The Decentralized perpetual futures exchange (DEX) KiloEx has fallen victim to a significant security breach. On April 15, blockchain security firm PeckShield reported that KiloEx suffered a hack resulting in losses of $7.5 million. The attack impacted multiple blockchains, with $3.3 million stolen on the Base chain, $3.1 million on opBNB, and $1 million on BNB Chain (BSC). In response, KiloEx has suspended platform operations, and its security team is actively tracking the cross-chain transfer of the stolen funds.

PeckShield's preliminary analysis revealed that the attacker exploited a vulnerability in KiloEx's price oracle. Specifically, the hacker manipulated the oracle to inflate the ETH/USD price from $100 to $10,000, enabling them to profit by opening and closing positions within a short timeframe. Security reports indicate that the attacker netted a profit of $3.12 million in a single transaction. Further insights from another Blockchain security firm SlowMist highlighted that the root cause of the vulnerability lies in a critical flaw in the price oracle's access control mechanism, which lacked proper permission validation, allowing unauthorized entities to tamper with price data and manipulate contract logic.

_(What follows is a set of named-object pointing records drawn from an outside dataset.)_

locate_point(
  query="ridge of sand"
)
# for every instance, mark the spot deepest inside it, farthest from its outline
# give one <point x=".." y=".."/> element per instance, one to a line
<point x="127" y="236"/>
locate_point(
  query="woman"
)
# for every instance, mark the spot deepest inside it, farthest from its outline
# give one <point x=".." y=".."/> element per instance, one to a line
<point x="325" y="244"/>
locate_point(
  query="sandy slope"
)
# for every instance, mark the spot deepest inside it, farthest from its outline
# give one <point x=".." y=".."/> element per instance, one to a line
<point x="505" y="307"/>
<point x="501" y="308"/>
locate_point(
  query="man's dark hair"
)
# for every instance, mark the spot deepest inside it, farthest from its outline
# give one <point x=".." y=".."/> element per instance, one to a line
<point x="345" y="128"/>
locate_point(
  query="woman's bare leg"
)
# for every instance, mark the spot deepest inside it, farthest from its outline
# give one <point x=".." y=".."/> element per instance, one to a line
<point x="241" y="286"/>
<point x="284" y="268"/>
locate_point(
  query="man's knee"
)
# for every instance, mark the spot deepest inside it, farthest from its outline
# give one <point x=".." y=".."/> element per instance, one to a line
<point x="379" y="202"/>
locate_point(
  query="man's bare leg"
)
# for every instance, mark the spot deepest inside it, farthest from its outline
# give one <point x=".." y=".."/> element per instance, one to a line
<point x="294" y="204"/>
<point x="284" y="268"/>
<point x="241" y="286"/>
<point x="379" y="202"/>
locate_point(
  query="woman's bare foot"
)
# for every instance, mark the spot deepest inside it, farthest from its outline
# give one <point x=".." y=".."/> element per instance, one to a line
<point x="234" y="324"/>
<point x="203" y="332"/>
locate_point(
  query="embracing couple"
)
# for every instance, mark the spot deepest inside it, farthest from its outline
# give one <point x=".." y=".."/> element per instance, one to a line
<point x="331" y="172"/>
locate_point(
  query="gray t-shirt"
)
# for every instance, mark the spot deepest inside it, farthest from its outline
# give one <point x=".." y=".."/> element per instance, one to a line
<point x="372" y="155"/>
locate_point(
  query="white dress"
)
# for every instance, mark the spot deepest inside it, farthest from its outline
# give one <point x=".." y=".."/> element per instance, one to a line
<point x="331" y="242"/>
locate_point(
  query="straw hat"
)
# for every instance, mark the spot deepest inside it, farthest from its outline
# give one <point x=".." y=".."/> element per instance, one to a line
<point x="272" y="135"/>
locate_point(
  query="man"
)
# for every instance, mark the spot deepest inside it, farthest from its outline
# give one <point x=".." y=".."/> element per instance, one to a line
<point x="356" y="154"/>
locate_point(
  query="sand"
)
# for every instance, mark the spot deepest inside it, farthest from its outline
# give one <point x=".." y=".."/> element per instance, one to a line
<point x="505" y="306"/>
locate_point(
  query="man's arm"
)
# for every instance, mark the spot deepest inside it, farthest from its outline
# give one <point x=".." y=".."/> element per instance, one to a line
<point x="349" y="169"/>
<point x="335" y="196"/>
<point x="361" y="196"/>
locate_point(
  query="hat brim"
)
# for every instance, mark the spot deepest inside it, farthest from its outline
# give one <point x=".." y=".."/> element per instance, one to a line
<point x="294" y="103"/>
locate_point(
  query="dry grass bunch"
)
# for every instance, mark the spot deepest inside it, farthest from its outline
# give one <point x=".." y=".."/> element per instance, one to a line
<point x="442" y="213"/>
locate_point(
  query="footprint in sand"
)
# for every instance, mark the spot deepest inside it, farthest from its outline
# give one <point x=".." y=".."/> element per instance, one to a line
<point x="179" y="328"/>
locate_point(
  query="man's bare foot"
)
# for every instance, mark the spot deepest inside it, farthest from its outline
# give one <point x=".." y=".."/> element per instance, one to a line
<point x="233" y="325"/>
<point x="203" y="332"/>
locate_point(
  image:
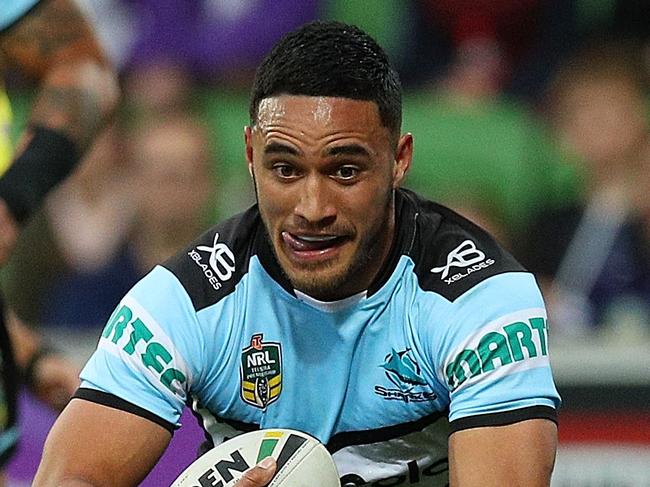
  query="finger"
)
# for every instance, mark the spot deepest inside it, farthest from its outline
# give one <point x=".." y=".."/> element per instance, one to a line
<point x="260" y="475"/>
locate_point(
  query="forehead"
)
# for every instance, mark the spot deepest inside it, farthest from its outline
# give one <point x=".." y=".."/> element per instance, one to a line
<point x="315" y="115"/>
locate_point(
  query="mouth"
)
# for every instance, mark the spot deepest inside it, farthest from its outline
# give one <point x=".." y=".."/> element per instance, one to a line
<point x="305" y="247"/>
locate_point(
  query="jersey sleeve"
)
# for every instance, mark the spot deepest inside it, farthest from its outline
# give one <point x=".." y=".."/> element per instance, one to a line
<point x="13" y="10"/>
<point x="494" y="356"/>
<point x="147" y="359"/>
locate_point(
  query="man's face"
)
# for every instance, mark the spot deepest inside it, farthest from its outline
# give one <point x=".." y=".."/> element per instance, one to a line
<point x="324" y="171"/>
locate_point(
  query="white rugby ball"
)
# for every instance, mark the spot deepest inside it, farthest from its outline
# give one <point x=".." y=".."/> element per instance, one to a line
<point x="301" y="459"/>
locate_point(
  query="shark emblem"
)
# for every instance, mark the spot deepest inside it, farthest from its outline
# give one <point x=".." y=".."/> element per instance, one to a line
<point x="402" y="370"/>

Following the attack, KiloEx promptly halted all platform operations to prevent further losses. According to PeckShield, the stolen funds are being transferred across chains via bridges such as zkBridge and Meson, with the security team working diligently to trace their movements. However, the incident has taken a heavy toll on KiloEx's native token, $KILO, which plummeted 28.7% in value following the attack. As of this writing, $KILO is trading at approximately $0.03822.

KiloEx, an on-chain perpetual futures platform backed by YZi Labs, gained attention earlier this year. In March 2025, $KILO was featured in an exclusive Token Generation Event (TGE) co-hosted by Binance Wallet and PancakeSwap, achieving an oversubscription rate of nearly 300x. On the same day, $KILO was listed on Binance Alpha.

In response to the security incident, KiloEx issued an official statement, confirming that the attack targeted its core asset module, the KiloEx Vault. The hacker gained access to this module through technical means, successfully siphoning off a substantial amount of funds from the platform. The attack has since been contained, and platform functionalities have been suspended. To encourage community assistance in the investigation and fund recovery, KiloEx announced the launch of a bug bounty program, offering rewards to individuals or organizations that provide actionable information on security vulnerabilities or assist in recovering the stolen assets.

In its latest update, KiloEx announced that they have obtained critical information about the hacker's activities. The exchange has been monitoring the hacker's addresses and is prepared to freeze the stolen funds immediately. KiloEx is offering the hacker a 72-hour window to return 90% of the stolen funds to the following address, with the remaining 10% to be retained as a white-hat bounty for cooperation. KiloEx warns that failure to comply within the specified timeframe will result in an escalation of the investigation, including the disclosure of the hacker's identity and the pursuit of legal action.

However, KiloEx's announcement failed to address a critical concern for the community: how user losses will be compensated. With $KILO's circulating market cap standing at just $8.16 million—compared to the $7.5 million in losses—the community has raised concerns about the team's ability to cover the damages. KiloEx may need to secure external funding or activate an insurance mechanism to reimburse affected users, or risk facing a severe trust crisis. As of this writing, the KiloEx team has not released a detailed compensation plan or specifics on the vulnerability fix, potentially triggering broader user backlash and asset withdrawals.